Segundo Covas e Bergamini (2021), durante o ano de 2020, o Supremo Tribunal Federal (STF) julgou uma série de ações nas quais considerou inconstitucional diversas leis municipais e estaduais que proibiam a aplicação dos termos ‘gênero’ e/ou ‘orientação sexual’ em suas respectivas redes de ensino. O argumento central desses julgamentos era que tais leis contrariavam a proteção do pluralismo de ideias e de concepções pedagógicas, bem como a promoção da tolerância, como preveem a Constituição Federal e a Lei de Diretrizes e Bases da Educação (LDB).

Essa série de julgamentos desfavoráveis parece ter deslocado o foco das ações de parlamentares antigênero para a proibição do uso da linguagem neutra (ou não-binária) em escolas, em nome do ‘direito estudantil de aprender a língua portuguesa de acordo com a norma culta’ (Alfano, 2021). Ou seja, o mal a ser eliminado na cruzada moral de combate à ‘ideologia de gênero’, primeiramente localizado no denominado ‘kit gay’ e, logo em seguida, na presença de questões de gênero e sexualidade nos planos educacionais e na BNCC, foi agora identificado no uso da linguagem neutra ou não-binária em espaços escolares8.

Seidel (2021) afirma que em 2020 foram apresentados quatro projetos de lei federal na Câmara dos Deputados com o objetivo de proibir a linguagem neutra em instituições educacionais. Rodrigues, Brevilheri, e Nalli (2022), observaram que pelo menos 18 estados brasileiros e o Distrito Federal possuem projetos de lei, em tramitação ou aprovados, com o mesmo objetivo em suas respectivas Assembleias Legislativas. Não encontramos dados objetivos sobre as municipalidades brasileiras, mas em uma breve pesquisa exploratória, identificamos a existência de projetos de lei (tramitando ou aprovados) nas Câmaras Municipais de pelo menos 23 municípios de 11 estados brasileiros.

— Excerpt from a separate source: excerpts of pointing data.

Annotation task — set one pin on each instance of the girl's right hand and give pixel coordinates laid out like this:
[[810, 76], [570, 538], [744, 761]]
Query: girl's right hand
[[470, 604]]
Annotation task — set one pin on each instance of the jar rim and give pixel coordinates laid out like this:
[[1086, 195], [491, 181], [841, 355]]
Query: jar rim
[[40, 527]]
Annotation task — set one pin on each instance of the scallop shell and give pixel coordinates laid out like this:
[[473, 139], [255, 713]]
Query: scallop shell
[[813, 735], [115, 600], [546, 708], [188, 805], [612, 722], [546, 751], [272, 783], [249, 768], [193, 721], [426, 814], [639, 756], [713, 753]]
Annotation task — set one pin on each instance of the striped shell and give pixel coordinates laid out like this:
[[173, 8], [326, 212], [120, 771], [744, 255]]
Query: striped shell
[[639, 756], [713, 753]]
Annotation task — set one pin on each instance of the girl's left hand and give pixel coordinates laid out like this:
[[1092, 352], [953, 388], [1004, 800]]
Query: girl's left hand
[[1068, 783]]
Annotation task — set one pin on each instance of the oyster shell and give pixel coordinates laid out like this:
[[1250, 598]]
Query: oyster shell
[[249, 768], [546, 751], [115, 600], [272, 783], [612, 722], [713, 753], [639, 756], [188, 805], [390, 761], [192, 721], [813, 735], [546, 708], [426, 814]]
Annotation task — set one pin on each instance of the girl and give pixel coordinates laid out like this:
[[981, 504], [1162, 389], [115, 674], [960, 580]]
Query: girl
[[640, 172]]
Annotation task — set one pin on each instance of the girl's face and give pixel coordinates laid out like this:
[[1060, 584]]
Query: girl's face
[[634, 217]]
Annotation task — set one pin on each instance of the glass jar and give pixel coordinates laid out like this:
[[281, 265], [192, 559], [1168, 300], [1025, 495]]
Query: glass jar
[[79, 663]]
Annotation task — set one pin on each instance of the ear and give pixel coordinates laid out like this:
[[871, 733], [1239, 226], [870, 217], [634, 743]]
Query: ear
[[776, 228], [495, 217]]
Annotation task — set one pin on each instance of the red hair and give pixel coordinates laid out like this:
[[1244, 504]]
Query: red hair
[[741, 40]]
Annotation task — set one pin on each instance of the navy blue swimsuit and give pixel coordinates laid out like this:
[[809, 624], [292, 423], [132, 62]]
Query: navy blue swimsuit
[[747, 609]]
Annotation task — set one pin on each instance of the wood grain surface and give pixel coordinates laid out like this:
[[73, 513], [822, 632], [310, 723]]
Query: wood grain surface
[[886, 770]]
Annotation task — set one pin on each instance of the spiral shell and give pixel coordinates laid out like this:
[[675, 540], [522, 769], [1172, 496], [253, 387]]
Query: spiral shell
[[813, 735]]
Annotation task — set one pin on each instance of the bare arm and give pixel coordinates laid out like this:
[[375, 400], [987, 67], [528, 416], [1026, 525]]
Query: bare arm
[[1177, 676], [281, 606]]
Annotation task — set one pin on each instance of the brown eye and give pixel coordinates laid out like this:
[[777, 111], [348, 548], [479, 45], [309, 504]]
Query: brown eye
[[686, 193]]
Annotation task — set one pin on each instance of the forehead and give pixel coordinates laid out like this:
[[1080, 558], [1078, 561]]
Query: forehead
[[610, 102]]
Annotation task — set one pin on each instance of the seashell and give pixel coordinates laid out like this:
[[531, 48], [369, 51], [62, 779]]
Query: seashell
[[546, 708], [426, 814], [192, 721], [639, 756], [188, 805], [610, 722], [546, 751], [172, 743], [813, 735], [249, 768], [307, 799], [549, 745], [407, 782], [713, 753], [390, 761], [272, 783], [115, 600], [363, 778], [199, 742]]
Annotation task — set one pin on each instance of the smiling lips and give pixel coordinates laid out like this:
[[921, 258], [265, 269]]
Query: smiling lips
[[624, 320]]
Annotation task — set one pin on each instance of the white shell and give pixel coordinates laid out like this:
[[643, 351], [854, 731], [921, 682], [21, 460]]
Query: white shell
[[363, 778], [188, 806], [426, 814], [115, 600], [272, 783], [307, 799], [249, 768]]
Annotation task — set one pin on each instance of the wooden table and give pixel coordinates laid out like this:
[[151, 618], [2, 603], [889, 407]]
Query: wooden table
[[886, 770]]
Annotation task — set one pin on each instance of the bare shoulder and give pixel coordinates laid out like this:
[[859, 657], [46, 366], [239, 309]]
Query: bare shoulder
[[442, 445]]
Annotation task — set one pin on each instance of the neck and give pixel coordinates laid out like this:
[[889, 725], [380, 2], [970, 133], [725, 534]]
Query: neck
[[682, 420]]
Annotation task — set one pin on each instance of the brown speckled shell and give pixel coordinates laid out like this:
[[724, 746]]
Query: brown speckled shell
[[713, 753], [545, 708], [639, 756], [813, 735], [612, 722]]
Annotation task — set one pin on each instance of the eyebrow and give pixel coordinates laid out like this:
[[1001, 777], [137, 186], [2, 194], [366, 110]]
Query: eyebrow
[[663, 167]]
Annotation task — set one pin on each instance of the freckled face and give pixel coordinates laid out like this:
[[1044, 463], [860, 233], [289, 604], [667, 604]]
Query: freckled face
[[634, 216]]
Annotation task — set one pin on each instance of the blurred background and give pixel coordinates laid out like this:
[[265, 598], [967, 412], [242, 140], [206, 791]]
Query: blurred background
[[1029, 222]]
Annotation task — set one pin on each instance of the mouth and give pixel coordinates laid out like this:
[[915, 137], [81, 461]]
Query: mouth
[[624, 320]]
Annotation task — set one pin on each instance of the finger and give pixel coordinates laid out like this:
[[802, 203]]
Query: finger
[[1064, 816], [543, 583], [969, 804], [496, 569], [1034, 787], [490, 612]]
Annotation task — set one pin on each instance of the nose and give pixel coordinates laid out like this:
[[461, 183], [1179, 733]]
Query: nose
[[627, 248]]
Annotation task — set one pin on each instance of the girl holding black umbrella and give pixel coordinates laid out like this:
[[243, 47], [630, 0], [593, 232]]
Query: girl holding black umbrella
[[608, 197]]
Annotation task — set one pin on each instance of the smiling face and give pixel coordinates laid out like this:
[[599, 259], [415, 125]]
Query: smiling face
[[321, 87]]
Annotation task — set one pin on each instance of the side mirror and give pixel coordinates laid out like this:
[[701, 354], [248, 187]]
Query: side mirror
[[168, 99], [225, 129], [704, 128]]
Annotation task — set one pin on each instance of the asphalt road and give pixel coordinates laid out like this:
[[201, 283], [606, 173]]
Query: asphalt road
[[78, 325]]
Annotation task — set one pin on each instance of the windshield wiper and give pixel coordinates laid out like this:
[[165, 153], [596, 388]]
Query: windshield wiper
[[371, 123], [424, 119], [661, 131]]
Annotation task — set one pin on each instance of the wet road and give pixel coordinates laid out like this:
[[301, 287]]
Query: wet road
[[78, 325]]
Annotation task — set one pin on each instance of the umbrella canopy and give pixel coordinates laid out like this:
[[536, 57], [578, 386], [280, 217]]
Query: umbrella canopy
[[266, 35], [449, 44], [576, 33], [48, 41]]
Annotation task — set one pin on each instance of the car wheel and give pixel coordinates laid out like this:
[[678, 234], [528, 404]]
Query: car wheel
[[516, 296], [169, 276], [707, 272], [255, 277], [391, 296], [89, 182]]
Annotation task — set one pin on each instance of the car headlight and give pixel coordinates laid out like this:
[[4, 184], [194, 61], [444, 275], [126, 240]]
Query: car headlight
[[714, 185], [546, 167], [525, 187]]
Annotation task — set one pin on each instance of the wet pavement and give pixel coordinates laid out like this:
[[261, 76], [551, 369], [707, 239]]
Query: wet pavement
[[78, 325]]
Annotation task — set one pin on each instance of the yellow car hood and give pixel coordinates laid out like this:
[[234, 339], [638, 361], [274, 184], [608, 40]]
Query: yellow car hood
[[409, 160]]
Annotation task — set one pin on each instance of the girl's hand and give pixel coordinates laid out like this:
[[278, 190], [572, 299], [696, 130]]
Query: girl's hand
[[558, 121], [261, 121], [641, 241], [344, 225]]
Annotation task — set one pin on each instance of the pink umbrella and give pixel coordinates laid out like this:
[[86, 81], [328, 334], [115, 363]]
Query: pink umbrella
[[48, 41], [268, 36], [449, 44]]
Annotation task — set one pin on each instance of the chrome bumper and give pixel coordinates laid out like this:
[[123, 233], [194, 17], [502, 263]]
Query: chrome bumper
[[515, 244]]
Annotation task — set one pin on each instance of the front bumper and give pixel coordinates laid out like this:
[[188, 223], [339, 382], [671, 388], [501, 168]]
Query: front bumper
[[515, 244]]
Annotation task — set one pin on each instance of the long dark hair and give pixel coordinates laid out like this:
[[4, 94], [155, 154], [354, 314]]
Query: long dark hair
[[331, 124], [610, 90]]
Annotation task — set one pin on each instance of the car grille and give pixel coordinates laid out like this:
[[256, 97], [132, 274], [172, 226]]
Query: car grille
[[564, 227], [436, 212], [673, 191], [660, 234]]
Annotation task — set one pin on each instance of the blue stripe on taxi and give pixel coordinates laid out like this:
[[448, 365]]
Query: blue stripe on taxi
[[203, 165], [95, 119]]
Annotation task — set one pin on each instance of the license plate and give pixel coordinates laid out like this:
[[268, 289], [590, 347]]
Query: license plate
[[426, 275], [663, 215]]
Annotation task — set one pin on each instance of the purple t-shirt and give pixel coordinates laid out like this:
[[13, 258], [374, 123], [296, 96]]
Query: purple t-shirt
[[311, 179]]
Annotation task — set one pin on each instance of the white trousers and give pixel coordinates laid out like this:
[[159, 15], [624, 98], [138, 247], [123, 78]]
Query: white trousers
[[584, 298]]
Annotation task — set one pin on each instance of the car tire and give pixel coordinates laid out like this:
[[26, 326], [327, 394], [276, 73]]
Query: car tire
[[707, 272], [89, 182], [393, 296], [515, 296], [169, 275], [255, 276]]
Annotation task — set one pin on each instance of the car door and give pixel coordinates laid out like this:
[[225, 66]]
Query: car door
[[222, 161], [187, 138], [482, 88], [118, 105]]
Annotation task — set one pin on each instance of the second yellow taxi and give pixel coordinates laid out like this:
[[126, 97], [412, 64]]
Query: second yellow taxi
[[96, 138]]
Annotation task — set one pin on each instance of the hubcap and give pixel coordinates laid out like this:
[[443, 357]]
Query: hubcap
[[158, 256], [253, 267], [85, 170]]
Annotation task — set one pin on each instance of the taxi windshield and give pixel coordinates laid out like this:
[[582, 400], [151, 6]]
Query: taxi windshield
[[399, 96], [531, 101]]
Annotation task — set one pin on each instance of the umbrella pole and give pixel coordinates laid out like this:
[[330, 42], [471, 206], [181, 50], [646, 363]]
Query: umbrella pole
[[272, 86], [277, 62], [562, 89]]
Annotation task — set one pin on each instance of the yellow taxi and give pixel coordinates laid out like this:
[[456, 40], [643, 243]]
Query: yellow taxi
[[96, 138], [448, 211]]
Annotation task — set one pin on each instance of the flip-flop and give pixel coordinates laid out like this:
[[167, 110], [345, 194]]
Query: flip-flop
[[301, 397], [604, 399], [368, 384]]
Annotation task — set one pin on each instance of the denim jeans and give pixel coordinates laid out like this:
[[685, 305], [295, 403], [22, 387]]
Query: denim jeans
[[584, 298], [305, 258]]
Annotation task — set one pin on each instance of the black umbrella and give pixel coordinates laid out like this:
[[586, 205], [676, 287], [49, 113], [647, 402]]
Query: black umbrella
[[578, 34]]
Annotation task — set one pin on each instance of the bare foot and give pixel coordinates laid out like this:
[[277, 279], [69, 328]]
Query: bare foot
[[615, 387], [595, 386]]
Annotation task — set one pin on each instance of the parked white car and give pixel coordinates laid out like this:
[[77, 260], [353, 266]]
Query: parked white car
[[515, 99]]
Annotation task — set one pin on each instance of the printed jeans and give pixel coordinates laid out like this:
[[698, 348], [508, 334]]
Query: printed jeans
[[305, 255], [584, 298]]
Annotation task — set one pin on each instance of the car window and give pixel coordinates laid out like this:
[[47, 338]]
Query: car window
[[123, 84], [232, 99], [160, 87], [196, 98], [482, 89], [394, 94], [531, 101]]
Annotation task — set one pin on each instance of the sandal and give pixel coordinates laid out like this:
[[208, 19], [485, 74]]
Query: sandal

Antes de seguir para a reflexão sobre o lugar do combate à ‘ideologia de gênero’ no amplo projeto conservador-reacionário que avança no país ao menos desde 2013, consideramos importante pontuar algumas questões mais teóricas a respeito do fenômeno das políticas antigênero ou do combate à ‘ideologia de gênero’.

Primeiramente, reforçar que, como mencionamos anteriormente, esse fenômeno pode ser observado em diversos países da América Latina (como também em países da Europa e nos Estados Unidos). Ou seja, não é exclusivo do Brasil. Além disso, retomar o seguinte argumento de Bento (2017, p. 172): “Ora, não é de hoje que alguns parlamentares tentam atrelar e condicionar o Estado brasileiro a uma interpretação violenta do cristianismo. O que há de novo? Uma palavra, apenas uma palavra: identidade”. Como bem afirma a autora, a inserção e a relevância de discussões sobre identidades nos movimentos feministas e da diversidade parece ser um dos principais acontecimentos que levou setores conservadores e reacionários a se mobilizarem de forma mais intensa. Porque, mais que conquistar ou ampliar direitos sociais, o debate pautado nas identidades é um debate que questiona e desnaturaliza a biologia, o biológico, o ‘poder criativo de Deus’ (Butler, 2019). Nesse sentido, com essa ‘nova’ palavra e todas as discussões elaboradas a partir dela, “[...] a suposta estabilidade do gênero assentada no corpo (vagina-mulher-feminilidade-maternidade-família & pênis-homem-masculinidade-paternidade-família) começou a cair por terra” (Bento, 2017, p. 172).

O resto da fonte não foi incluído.